Unless you are planning on going to production with OS X you might not want to bother. If you must do it, go straight to mod_wsgi. Don't bother with mod_python or older solutions. I did mod_python on Apache and while it runs great now, it took countless hours to set up.

Also, just to clarify something based on what you said: You're not going to find a mapping between the url path (like /polls) and a script that is being called. Django doesn't work like that. With Django your application is loaded into memory waiting for requests. Once a request comes in it gets dispatched through the url map that you created in urls.py. That boils down to a function call somewhere in your code.

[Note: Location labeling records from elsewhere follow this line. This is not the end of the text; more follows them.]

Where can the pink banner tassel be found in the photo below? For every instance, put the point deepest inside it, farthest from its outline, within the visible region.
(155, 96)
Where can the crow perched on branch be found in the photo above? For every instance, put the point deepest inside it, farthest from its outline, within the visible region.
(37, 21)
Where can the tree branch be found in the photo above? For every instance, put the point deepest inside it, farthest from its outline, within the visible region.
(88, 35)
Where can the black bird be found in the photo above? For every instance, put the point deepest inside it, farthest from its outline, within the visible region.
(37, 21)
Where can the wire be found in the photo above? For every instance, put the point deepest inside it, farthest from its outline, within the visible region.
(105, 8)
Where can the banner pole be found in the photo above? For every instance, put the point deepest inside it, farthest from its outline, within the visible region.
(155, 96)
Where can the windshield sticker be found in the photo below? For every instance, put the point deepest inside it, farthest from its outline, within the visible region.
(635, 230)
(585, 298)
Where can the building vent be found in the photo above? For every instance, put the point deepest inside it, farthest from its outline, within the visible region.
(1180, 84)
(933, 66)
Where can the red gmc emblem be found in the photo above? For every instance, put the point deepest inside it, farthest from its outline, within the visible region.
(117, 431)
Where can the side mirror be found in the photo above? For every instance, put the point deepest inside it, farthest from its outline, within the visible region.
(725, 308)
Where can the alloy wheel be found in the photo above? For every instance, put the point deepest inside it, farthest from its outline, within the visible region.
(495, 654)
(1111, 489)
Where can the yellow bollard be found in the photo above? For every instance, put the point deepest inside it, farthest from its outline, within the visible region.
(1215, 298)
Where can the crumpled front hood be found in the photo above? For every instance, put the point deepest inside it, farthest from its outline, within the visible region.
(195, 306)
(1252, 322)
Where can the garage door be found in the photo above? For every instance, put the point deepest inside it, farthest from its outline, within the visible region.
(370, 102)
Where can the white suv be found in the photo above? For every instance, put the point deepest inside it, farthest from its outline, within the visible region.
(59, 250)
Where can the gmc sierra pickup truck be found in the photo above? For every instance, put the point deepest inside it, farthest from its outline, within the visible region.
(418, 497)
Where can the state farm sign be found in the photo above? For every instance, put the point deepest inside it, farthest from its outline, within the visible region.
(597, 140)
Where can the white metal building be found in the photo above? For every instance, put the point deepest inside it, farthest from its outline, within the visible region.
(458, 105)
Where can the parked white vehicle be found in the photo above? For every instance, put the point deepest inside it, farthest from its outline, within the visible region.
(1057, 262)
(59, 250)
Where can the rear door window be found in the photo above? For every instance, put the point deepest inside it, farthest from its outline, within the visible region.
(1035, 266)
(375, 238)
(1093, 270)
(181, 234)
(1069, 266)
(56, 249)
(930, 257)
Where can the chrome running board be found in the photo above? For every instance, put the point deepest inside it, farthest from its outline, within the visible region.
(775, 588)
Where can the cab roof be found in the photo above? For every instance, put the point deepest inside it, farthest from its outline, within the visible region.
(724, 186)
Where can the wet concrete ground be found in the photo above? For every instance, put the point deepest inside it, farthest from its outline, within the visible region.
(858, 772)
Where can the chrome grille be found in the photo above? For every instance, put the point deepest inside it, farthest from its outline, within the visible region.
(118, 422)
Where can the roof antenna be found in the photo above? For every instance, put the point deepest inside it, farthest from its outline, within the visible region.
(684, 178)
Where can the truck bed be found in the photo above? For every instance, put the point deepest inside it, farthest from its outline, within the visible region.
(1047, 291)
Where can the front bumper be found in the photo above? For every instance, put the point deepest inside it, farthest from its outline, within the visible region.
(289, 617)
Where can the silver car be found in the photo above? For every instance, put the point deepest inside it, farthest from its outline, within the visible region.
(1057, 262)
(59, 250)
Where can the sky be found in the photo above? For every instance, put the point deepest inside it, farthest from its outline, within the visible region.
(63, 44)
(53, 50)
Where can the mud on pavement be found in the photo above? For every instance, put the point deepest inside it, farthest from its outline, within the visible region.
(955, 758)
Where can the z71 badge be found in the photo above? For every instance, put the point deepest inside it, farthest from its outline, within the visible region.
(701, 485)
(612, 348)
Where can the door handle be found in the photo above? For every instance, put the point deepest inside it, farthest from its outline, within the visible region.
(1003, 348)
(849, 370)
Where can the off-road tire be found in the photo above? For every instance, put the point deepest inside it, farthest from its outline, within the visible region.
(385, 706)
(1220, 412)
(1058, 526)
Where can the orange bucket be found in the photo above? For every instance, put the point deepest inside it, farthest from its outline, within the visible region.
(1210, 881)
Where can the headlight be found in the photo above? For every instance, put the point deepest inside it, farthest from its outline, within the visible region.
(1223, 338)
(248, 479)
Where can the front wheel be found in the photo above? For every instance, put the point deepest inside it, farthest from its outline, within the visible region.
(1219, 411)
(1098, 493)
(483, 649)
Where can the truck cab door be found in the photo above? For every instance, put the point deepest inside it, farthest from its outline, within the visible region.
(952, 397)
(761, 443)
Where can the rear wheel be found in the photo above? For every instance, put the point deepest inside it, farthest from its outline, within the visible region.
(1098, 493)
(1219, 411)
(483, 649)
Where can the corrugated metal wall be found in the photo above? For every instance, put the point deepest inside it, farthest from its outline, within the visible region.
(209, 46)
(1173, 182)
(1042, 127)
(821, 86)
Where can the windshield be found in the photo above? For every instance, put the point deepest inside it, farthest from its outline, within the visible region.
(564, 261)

That's why for a webserver like Apache you need a module like mod_wsgi, which gives your app a spot in memory in which to live. Compare that with something like CGI where the webserver executes a specific script on demand at a location that is physically mapped between the url and the filesystem.

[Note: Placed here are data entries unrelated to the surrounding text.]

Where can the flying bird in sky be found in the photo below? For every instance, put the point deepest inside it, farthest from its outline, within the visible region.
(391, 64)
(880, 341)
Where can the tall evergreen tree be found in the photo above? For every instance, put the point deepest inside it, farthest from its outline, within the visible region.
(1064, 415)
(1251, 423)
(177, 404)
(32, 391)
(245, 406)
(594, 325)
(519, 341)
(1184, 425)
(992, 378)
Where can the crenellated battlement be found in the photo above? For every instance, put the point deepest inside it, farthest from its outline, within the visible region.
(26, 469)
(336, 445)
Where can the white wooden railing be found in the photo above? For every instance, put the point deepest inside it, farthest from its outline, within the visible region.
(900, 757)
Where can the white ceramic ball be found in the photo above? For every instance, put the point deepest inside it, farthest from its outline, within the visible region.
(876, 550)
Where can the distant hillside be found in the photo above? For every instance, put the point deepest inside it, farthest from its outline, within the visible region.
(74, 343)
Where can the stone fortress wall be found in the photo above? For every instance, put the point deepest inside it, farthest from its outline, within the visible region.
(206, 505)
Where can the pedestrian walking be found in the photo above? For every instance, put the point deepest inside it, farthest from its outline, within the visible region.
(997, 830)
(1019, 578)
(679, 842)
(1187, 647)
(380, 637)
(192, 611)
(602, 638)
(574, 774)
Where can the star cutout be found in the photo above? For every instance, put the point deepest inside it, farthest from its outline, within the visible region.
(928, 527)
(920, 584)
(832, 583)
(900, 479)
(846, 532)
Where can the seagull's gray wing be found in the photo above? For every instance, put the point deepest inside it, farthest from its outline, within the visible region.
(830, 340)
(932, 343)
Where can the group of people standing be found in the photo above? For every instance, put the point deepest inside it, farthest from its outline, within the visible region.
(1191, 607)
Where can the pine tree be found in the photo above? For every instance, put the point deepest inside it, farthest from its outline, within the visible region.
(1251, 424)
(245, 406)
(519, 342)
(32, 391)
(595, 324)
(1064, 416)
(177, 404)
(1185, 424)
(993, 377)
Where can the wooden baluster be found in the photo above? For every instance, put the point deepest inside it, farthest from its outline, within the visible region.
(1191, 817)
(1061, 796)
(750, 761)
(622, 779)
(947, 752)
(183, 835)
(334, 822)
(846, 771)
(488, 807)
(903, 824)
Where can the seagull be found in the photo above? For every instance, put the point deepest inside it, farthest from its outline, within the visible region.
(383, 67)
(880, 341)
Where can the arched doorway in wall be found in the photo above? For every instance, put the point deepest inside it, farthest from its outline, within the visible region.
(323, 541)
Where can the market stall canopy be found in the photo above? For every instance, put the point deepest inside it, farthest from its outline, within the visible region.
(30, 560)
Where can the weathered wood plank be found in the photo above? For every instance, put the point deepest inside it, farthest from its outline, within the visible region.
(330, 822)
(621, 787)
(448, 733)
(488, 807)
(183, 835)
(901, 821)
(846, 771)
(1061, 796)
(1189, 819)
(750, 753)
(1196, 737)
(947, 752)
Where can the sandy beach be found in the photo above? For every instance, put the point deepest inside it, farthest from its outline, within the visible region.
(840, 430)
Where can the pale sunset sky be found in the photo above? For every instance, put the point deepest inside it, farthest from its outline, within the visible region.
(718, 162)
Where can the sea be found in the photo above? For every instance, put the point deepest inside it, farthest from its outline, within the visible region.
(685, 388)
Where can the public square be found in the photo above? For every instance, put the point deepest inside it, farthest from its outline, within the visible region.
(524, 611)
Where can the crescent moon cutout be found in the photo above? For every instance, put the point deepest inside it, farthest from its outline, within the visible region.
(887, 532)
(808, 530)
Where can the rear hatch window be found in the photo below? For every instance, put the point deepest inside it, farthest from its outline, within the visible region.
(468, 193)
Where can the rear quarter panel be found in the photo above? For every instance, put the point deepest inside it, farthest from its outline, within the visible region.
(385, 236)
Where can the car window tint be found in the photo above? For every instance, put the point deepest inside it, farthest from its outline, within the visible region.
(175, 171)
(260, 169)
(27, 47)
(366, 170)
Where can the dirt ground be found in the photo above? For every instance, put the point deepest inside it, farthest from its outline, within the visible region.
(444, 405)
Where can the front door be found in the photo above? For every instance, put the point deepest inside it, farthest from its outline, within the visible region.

I hope that's helpful and not telling you something you already knew. :)

Matt Youell
+3  A: 

If you're planning on running it for production (or non-development) mode another option is to do away with Apache and go with something lightweight like nginx. But if you're doing development work, you'll want to stick with the built-in server and PyDev in Eclipse. It's so much easier to walk through the server code line-by-line in the Eclipse debugger.

Installation instructions for nginx/Django here: http://snippets.dzone.com/tag/nginx

Ramin
+2  A: 

Yet another option is to consider using a virtual machine for your development. You can install a full version of whatever OS your production server will be running - say, Debian - and run your Apache and DB in the VM.

You can connect to the virtual disk in the Finder, so you can still use TextMate (or whatever) on OSX to do your editing.

I've had good experiences doing this via VMWare Fusion.